Title: Next-generation Algorithms for Assessing Infrastructure Vulnerability and Optimizing System Resilience

This report summarizes the work performed under the project project Next-Generation Algo- rithms for Assessing Infrastructure Vulnerability and Optimizing System Resilience. The goal of the project was to improve mathematical programming-based optimization technology for in- frastructure protection. In general, the owner of a network wishes to design a network a network that can perform well when certain transportation channels are inhibited (e.g. destroyed) by an adversary. These are typically bi-level problems where the owner designs a system, an adversary optimally attacks it, and then the owner can recover by optimally using the remaining network. This project funded three years of Deon Burchett's graduate research. Deon's graduate advisor, Professor Jean-Philippe Richard, and his Sandia advisors, Richard Chen and Cynthia Phillips, supported Deon on other funds or volunteer time.
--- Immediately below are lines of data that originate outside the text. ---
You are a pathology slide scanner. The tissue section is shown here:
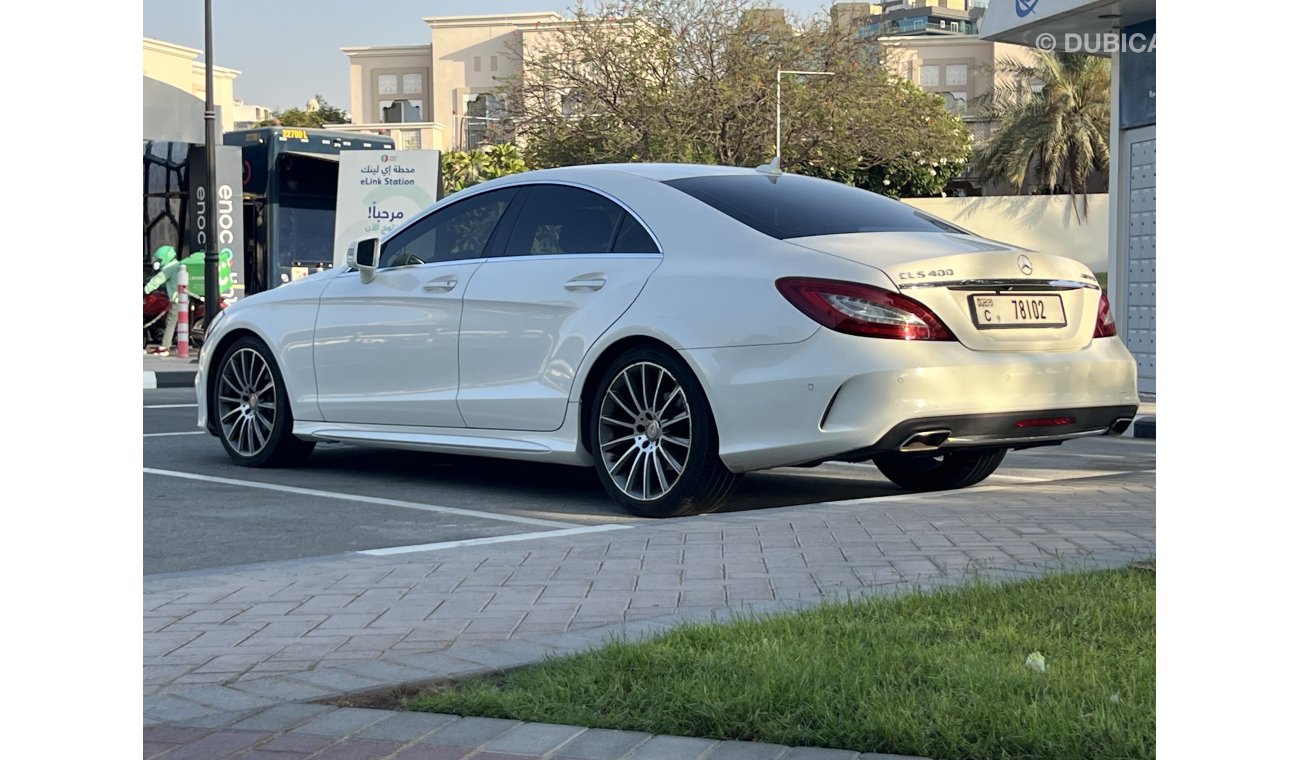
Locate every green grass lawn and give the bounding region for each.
[404,569,1156,760]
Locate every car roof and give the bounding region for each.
[493,164,754,182]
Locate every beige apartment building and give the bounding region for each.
[333,0,1030,191]
[879,35,1035,143]
[343,13,567,151]
[144,38,270,131]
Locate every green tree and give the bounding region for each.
[975,51,1110,218]
[491,0,971,195]
[442,143,528,195]
[257,95,352,129]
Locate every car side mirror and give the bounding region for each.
[347,238,380,285]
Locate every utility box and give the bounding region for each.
[224,127,394,295]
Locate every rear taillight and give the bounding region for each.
[1092,291,1119,338]
[776,277,957,340]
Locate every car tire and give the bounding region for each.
[875,448,1006,491]
[586,346,740,517]
[208,335,316,468]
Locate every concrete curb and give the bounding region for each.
[144,369,199,391]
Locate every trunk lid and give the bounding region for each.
[787,233,1101,351]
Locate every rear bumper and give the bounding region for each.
[832,404,1138,461]
[683,329,1139,472]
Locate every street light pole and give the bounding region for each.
[203,0,221,333]
[776,69,835,168]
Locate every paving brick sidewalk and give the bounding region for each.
[144,473,1156,760]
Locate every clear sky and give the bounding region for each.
[144,0,829,110]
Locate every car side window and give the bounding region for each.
[380,187,515,269]
[504,184,653,256]
[614,212,660,253]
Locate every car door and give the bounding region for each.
[458,184,662,430]
[313,188,515,427]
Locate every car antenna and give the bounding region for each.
[754,156,781,184]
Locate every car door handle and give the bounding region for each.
[424,274,460,292]
[564,272,605,290]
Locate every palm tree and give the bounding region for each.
[975,51,1110,218]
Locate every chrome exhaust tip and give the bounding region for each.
[898,430,953,452]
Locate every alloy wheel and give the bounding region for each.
[217,348,276,456]
[597,361,692,501]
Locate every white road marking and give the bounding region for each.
[144,462,573,527]
[354,524,636,557]
[822,470,1156,507]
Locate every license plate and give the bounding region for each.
[970,294,1065,330]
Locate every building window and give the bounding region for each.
[380,99,424,123]
[464,92,504,151]
[944,92,966,116]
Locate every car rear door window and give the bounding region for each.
[380,187,516,268]
[504,184,657,256]
[664,171,965,239]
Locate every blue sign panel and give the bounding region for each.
[1119,18,1156,130]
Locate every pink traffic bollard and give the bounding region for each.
[178,266,190,359]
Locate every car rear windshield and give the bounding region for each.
[664,173,965,239]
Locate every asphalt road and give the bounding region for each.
[143,388,1156,576]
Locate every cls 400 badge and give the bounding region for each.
[898,269,953,281]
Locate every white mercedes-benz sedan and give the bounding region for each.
[196,164,1138,517]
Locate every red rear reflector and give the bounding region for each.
[1092,291,1119,338]
[776,277,957,340]
[1015,417,1075,427]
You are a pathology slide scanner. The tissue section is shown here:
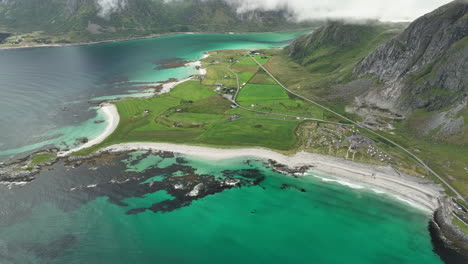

This report is, therefore. essentially a replication of the Ph.D. dissertation it funded [12] in a format required for project documentation. The thesis had some general polyhedral research. This is the study of the structure of the feasi- ble region of mathematical programs, such as integer programs. For example, an integer program optimizes a linear objective function subject to linear constraints, and (nonlinear) integrality con- straints on the variables. The feasible region without the integrality constraints is a convex polygon. Careful study of additional valid constraints can significantly improve computational performance. Here is the abstract from the dissertation: We perform a polyhedral study of a multi-commodity generalization of variable upper bound flow models. In particular, we establish some relations between facets of single- and multi- commodity models. We then introduce a new family of inequalities, which generalizes traditional flow cover inequalities to the multi-commodity context. We present encouraging numerical results. We also consider the directed edge-failure resilient network design problem (DRNDP). This problem entails the design of a directed multi-commodity flow network that is capable of fulfilling a specified percentage of demands in the event that any G arcs are destroyed, where G is a constant parameter. We present a formulation of DRNDP and solve it in a branch-column-cut framework. We present computational results.